Outras aulas que eu tive foram Long term melodic memory (que em português se traduziria como “memória melódica de longo prazo”). Essa aula te ajuda a desenvolver uma memória de longo prazo. Tínhamos uma aula de 2 horas por semana. Cada semana aprendíamos umas duas músicas e tínhamos que grava-las cantando e tocando a melodia em um instrumento sem nenhum acompanhamento. Na aula, improvisávamos com essas músicas e criávamos arranjos para as músicas. Também tínhamos que ouvir umas 15 músicas que o professor nos passava, e ouvi-las todos os dias durante a semana inteira, para elas realmente ficarem em nossa memória de longo prazo, e eles nos davam uma prova sobre as músicas todo começo de aula. Utilizamos o livro escrito pelo Ran chamado “Primacy of the Ear”, em português, um livro muito bom.
– TC: Como é o relacionamento entre os estudantes e com os professores?
– SK: O relacionamento com a maioria dos professores, na minha experiência, é super tranquilo (tirando o meu professor de teoria de Jazz, de quem eu ainda tenho um pouco de medo hahaha). Se você se esforça e leva a matéria a serio, eles te ajudam sempre que você pedir…
O relacionamento entre os estudantes é de paz e amor (pelo menos no departamento de Jazz e CI… música clássica aí eu já não sei…). Não existe aquela coisa de disputa, de um querer ferrar o outro, que eu já ouvi na Juilliard, já que é bom lembrar também que seus colegas de faculdade poderão no futuro ser alguém com quem você vai estar tocando, ou até alguém que possa te dar uma oportunidade de trabalho, né…
– TC: Planos para o futuro?
– SK: Apesar de música (especialmente Jazz) ser mais valorizada aqui nos EUA do que no Brasil, aqui também é difícil…

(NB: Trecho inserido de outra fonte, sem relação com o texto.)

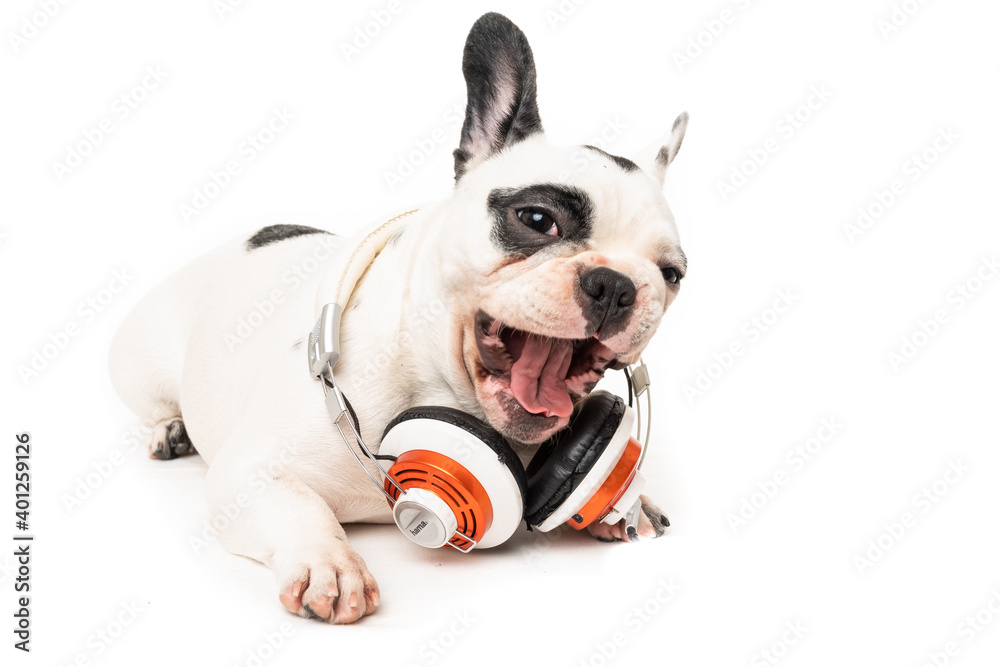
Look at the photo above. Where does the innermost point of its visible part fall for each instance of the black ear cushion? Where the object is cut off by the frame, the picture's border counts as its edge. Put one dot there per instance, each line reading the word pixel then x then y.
pixel 476 427
pixel 563 462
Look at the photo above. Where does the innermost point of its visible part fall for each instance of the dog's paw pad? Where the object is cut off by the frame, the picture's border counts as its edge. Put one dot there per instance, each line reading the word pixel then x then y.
pixel 337 588
pixel 170 440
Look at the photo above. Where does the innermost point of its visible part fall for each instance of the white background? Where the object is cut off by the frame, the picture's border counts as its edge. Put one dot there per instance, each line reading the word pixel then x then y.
pixel 601 66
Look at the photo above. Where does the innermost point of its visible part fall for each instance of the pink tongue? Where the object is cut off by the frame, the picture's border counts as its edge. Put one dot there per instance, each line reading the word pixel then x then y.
pixel 538 377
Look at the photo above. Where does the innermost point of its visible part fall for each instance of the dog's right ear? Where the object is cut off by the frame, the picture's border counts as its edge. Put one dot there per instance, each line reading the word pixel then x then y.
pixel 500 75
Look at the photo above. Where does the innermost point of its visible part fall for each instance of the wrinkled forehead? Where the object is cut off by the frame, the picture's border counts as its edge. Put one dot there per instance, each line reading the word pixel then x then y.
pixel 626 206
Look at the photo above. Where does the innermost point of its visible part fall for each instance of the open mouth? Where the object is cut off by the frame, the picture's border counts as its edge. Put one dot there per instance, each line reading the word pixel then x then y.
pixel 544 374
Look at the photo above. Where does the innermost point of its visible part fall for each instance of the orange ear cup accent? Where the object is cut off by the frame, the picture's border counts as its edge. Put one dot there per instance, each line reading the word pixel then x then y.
pixel 614 487
pixel 450 481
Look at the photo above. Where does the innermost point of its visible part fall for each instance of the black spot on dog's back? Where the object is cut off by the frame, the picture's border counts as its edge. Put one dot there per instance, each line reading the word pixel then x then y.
pixel 275 233
pixel 627 165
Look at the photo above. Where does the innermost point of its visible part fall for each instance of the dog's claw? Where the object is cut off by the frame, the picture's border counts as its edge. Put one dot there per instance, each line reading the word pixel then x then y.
pixel 652 523
pixel 337 587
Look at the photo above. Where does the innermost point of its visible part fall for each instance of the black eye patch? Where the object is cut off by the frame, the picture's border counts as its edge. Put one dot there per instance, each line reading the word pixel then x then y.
pixel 569 208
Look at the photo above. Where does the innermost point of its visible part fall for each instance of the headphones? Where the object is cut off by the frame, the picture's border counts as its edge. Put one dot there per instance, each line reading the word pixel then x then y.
pixel 452 480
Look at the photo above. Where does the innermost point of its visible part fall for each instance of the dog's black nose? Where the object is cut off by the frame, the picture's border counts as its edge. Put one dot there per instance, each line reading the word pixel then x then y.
pixel 609 296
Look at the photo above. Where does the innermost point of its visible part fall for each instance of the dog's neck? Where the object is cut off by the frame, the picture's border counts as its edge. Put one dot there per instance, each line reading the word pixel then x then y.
pixel 400 337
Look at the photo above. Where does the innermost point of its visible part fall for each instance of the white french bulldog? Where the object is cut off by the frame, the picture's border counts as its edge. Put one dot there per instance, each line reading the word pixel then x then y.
pixel 507 301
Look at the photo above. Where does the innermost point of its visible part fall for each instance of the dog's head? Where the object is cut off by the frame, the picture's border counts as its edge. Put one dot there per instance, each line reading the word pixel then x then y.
pixel 570 255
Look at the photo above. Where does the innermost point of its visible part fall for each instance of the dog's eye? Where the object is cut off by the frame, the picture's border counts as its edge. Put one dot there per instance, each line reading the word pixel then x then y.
pixel 538 220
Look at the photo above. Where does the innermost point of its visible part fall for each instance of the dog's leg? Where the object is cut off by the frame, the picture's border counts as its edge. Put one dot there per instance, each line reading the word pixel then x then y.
pixel 652 523
pixel 286 525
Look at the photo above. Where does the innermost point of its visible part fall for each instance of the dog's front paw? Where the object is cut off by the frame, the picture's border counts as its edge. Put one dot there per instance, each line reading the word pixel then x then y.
pixel 333 585
pixel 170 440
pixel 652 523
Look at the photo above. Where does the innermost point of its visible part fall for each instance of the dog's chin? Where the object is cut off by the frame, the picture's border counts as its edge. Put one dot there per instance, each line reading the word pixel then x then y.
pixel 528 383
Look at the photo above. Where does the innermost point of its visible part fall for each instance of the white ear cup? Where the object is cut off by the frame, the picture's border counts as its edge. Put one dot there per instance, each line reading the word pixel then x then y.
pixel 458 445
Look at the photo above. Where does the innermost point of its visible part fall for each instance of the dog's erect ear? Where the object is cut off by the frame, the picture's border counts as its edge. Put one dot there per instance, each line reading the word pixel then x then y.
pixel 668 151
pixel 500 76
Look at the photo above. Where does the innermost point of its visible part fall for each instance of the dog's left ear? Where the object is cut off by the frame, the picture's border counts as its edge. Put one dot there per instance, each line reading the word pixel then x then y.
pixel 668 151
pixel 500 76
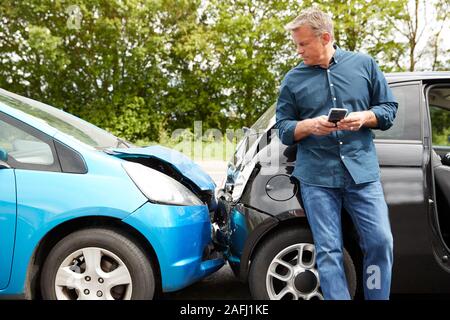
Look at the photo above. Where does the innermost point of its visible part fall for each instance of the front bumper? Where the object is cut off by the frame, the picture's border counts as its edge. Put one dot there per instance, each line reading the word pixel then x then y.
pixel 181 239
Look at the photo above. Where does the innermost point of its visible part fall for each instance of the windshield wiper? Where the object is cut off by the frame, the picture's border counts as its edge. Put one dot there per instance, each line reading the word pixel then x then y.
pixel 121 141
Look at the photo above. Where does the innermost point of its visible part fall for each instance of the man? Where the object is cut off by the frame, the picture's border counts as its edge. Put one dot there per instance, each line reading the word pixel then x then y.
pixel 337 165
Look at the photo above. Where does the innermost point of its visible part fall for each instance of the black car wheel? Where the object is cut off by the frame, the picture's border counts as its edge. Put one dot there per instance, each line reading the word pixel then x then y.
pixel 284 267
pixel 97 264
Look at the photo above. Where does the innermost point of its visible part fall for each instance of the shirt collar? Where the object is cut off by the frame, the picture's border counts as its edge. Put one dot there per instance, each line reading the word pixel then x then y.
pixel 334 59
pixel 337 54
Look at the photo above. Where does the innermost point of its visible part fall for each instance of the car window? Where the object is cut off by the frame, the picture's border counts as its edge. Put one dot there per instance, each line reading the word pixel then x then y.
pixel 407 121
pixel 75 127
pixel 24 149
pixel 439 103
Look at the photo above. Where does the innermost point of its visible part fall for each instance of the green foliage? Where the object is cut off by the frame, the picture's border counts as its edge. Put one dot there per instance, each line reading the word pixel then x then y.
pixel 143 68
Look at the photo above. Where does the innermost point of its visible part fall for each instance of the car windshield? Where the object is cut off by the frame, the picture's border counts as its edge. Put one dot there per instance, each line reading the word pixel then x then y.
pixel 75 127
pixel 264 121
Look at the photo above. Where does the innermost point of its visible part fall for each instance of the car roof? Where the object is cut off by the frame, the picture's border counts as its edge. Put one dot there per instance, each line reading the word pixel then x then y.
pixel 414 76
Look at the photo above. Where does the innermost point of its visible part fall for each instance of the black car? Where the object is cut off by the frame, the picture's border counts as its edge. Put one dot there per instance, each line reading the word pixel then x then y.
pixel 264 230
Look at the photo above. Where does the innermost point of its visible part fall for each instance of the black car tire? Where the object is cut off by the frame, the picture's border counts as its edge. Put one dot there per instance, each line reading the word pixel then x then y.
pixel 139 266
pixel 275 244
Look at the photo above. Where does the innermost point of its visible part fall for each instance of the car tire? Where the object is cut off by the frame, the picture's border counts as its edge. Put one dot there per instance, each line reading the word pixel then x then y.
pixel 97 264
pixel 299 281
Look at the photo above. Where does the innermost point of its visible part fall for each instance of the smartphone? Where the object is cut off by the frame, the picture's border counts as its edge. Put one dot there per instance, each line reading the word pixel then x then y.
pixel 337 114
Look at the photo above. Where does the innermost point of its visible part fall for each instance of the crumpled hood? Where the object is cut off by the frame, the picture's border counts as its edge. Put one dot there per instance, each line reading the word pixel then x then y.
pixel 176 159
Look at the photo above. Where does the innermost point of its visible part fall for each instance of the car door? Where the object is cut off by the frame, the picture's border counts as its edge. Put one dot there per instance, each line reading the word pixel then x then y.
pixel 401 152
pixel 8 210
pixel 404 158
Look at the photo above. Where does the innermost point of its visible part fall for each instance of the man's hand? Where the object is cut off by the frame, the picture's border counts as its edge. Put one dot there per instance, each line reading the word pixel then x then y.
pixel 320 126
pixel 355 120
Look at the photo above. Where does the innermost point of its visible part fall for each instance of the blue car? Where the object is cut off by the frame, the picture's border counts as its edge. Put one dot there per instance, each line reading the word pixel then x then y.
pixel 86 215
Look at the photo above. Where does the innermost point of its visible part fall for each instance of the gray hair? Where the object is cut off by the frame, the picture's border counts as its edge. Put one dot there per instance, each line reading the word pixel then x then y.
pixel 318 20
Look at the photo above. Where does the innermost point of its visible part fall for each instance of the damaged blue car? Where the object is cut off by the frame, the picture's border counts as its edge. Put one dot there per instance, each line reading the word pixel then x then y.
pixel 86 215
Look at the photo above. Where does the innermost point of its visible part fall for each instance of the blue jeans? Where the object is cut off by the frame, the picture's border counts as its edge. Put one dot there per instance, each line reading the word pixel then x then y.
pixel 368 210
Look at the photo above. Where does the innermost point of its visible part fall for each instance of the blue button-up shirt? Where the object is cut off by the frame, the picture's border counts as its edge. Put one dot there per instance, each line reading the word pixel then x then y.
pixel 352 81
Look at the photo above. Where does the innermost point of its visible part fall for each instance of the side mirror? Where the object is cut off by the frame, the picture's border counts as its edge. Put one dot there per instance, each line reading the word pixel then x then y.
pixel 4 165
pixel 446 159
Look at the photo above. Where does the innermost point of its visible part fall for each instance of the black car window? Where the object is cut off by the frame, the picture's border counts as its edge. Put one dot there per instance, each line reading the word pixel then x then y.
pixel 407 122
pixel 439 103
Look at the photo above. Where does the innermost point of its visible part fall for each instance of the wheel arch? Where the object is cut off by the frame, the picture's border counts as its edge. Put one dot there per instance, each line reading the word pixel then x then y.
pixel 51 238
pixel 285 221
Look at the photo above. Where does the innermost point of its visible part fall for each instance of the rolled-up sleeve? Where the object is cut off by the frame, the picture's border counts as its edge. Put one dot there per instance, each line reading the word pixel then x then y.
pixel 286 115
pixel 383 103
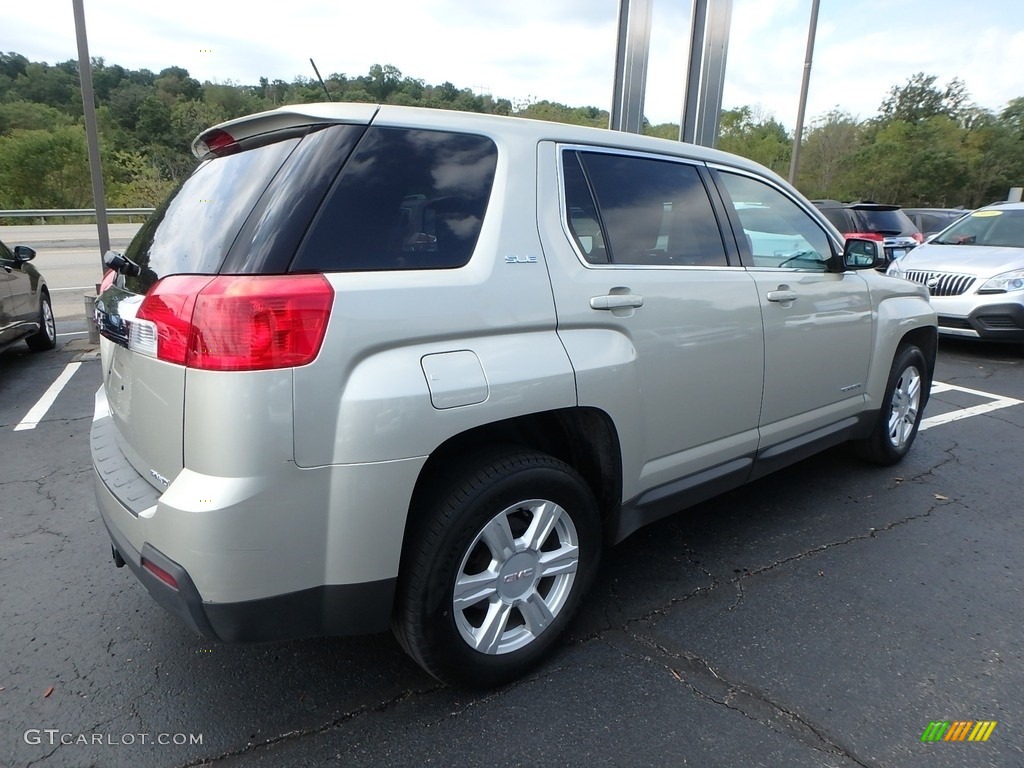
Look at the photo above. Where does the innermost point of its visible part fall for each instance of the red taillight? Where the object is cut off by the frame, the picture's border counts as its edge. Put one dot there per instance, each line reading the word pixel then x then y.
pixel 168 309
pixel 235 323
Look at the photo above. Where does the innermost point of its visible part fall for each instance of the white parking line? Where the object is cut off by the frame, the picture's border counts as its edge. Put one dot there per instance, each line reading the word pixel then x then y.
pixel 37 412
pixel 995 402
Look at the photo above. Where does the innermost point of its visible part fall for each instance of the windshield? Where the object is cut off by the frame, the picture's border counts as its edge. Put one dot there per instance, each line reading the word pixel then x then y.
pixel 987 227
pixel 884 221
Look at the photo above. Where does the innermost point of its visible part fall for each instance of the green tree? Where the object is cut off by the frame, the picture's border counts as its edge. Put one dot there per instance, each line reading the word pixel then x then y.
pixel 45 169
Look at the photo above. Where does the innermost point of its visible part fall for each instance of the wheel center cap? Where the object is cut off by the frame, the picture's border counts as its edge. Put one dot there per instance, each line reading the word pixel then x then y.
pixel 517 576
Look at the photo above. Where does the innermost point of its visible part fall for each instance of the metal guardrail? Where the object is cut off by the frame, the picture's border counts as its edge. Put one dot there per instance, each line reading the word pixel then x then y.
pixel 43 213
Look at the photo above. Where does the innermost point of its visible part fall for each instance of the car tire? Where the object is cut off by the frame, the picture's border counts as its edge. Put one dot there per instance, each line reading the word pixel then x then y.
pixel 899 417
pixel 46 337
pixel 495 568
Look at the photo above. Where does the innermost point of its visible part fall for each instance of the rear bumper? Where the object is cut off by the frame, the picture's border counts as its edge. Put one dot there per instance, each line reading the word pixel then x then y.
pixel 335 609
pixel 989 322
pixel 300 553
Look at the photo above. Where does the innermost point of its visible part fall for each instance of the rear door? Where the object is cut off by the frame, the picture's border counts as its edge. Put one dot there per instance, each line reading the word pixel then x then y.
pixel 190 233
pixel 663 330
pixel 8 316
pixel 818 324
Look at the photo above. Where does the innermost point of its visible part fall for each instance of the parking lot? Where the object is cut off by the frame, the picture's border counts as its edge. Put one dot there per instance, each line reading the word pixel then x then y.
pixel 821 616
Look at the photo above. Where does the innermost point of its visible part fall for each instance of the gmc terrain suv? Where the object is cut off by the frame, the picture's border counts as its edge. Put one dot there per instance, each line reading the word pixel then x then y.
pixel 379 367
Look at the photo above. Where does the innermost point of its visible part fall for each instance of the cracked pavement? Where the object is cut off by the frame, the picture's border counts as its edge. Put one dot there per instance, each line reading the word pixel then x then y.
pixel 820 616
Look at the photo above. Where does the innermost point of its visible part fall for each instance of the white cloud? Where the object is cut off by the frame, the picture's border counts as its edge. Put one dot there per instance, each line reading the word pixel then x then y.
pixel 561 50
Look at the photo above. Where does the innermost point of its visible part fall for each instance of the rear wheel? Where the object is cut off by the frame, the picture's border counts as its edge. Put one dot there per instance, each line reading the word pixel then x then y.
pixel 495 568
pixel 46 337
pixel 901 410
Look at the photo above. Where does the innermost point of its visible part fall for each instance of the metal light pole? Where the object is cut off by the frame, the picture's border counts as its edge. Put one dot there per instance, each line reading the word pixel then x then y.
pixel 795 159
pixel 91 132
pixel 631 66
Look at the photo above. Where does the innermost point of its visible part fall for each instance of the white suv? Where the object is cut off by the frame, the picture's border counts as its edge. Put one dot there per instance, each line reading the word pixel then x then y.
pixel 375 367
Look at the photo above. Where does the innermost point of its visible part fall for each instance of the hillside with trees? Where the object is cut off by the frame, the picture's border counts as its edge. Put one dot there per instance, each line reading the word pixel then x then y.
pixel 928 145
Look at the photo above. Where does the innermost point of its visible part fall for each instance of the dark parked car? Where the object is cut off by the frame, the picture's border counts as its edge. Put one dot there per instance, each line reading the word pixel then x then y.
pixel 933 220
pixel 25 301
pixel 876 221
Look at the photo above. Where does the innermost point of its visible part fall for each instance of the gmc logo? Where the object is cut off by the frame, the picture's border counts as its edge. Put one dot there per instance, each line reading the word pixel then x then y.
pixel 511 578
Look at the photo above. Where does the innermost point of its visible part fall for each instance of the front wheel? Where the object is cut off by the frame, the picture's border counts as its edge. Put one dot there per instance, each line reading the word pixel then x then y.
pixel 46 337
pixel 495 567
pixel 901 410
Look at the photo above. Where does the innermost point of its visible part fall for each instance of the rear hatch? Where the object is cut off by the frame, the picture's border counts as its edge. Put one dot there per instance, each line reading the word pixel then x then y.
pixel 242 213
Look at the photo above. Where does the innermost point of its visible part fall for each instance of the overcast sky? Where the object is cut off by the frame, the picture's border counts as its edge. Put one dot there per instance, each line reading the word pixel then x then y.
pixel 560 50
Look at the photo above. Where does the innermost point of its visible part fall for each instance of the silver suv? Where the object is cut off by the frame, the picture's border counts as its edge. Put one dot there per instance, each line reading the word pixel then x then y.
pixel 375 367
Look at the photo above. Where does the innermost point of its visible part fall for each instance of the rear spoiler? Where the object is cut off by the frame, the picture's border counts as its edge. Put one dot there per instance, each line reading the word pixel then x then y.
pixel 282 119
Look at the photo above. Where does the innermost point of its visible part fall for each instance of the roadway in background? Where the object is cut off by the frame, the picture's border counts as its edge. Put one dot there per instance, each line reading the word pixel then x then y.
pixel 819 617
pixel 68 255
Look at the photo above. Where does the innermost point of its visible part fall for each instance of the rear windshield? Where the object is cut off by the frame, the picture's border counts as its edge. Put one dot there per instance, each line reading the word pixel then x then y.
pixel 192 231
pixel 989 226
pixel 406 200
pixel 884 222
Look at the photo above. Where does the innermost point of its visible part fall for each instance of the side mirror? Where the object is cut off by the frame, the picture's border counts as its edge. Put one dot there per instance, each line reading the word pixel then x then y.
pixel 860 253
pixel 23 254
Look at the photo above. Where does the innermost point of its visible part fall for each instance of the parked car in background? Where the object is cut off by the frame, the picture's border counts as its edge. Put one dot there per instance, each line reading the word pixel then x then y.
pixel 377 367
pixel 26 312
pixel 975 273
pixel 876 221
pixel 933 220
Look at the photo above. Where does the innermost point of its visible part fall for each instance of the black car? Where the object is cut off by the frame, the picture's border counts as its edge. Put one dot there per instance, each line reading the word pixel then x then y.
pixel 25 301
pixel 873 220
pixel 932 220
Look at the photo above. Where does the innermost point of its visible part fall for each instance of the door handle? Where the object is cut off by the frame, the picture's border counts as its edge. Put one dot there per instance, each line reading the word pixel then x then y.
pixel 615 301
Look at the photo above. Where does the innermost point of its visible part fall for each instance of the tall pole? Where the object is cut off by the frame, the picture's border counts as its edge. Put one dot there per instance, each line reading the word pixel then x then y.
pixel 631 66
pixel 91 132
pixel 798 136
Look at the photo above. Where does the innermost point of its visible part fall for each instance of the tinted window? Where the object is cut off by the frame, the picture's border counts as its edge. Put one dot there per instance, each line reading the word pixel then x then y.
pixel 778 231
pixel 987 227
pixel 883 221
pixel 651 211
pixel 193 229
pixel 404 200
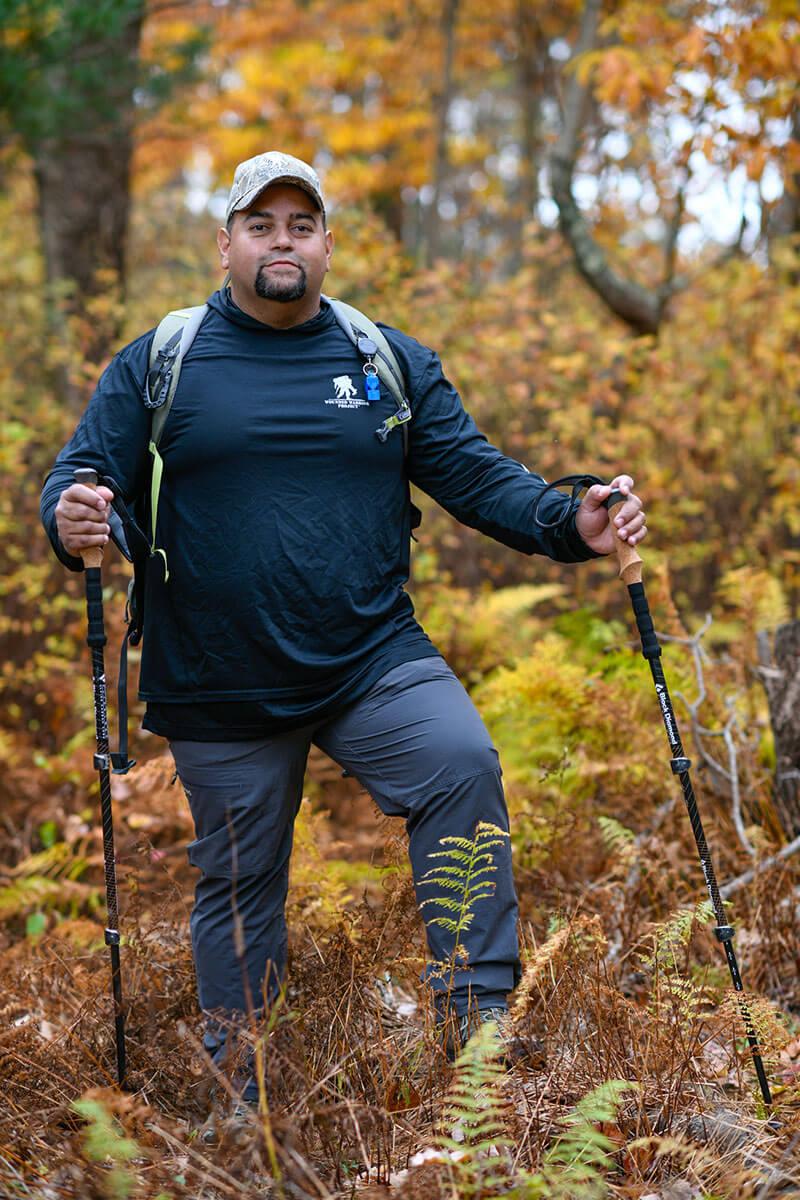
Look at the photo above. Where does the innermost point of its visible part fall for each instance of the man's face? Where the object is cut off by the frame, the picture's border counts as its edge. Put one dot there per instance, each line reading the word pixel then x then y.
pixel 277 250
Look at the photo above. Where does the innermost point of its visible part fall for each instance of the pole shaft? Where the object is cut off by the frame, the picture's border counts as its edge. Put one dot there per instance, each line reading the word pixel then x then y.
pixel 96 640
pixel 651 652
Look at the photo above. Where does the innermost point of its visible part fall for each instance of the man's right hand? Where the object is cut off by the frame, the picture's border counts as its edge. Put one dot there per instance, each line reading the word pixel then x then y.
pixel 82 517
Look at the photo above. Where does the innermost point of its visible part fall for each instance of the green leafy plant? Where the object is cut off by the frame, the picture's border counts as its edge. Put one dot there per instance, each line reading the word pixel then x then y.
pixel 578 1161
pixel 473 1138
pixel 464 876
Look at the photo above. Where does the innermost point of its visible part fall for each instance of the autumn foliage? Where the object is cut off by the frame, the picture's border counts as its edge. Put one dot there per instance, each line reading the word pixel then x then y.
pixel 434 127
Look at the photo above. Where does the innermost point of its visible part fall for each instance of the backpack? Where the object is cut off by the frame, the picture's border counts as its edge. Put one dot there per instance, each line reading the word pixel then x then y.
pixel 170 343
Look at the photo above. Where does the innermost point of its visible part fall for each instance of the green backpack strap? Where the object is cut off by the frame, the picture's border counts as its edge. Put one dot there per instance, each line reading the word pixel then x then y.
pixel 356 325
pixel 173 337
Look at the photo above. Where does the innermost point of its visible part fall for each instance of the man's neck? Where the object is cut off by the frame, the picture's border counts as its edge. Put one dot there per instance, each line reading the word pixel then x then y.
pixel 276 313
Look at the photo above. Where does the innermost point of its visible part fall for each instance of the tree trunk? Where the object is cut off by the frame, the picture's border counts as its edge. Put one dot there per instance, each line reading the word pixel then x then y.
pixel 780 673
pixel 443 101
pixel 82 165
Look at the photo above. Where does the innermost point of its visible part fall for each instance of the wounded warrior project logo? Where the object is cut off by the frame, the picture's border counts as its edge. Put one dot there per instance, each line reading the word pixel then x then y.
pixel 346 394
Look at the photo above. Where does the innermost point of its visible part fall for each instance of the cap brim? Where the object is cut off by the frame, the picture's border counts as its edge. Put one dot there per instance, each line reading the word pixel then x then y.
pixel 251 196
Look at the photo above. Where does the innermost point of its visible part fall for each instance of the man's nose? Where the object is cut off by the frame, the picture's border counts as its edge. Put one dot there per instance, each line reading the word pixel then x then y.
pixel 282 235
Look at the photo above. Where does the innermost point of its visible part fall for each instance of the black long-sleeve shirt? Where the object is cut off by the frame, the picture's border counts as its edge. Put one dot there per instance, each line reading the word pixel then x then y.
pixel 284 520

Quando saímos da faculdade, temos 1 ano para arranjar trabalho e um visto de trabalho para podermos continuar a morar nos EUA… e você sabe a burocracia que é…
– TC: Sofia, muito obrigado pelo teu depoimento, muito interessante e certamente muito útil para quem quer saber mais sobre a realidade musical nas escolas norte-americanas. Eu tive o prazer de tê-la como aluna de piano… mas não só de piano, não é? De fato nossos encontros eram um bom pretexto para seus primeiros improvisos vocais no jazz e no blues! Lembro exatamente de um momento em que você “entrou na música”, vi o brilho nos teus olhos… naquele momento você experimentou o néctar maravilhoso de Orfeu. Percebi o teu potencial, então “botei pilha” para que você abraçasse a música profissionalmente. E hoje fico muito feliz em vê-la crescer mais e mais, e desejo muito, muito sucesso para você. Que sua vida profissional seja sempre repleta de realizações e felicidade!! Até a próxima jam!!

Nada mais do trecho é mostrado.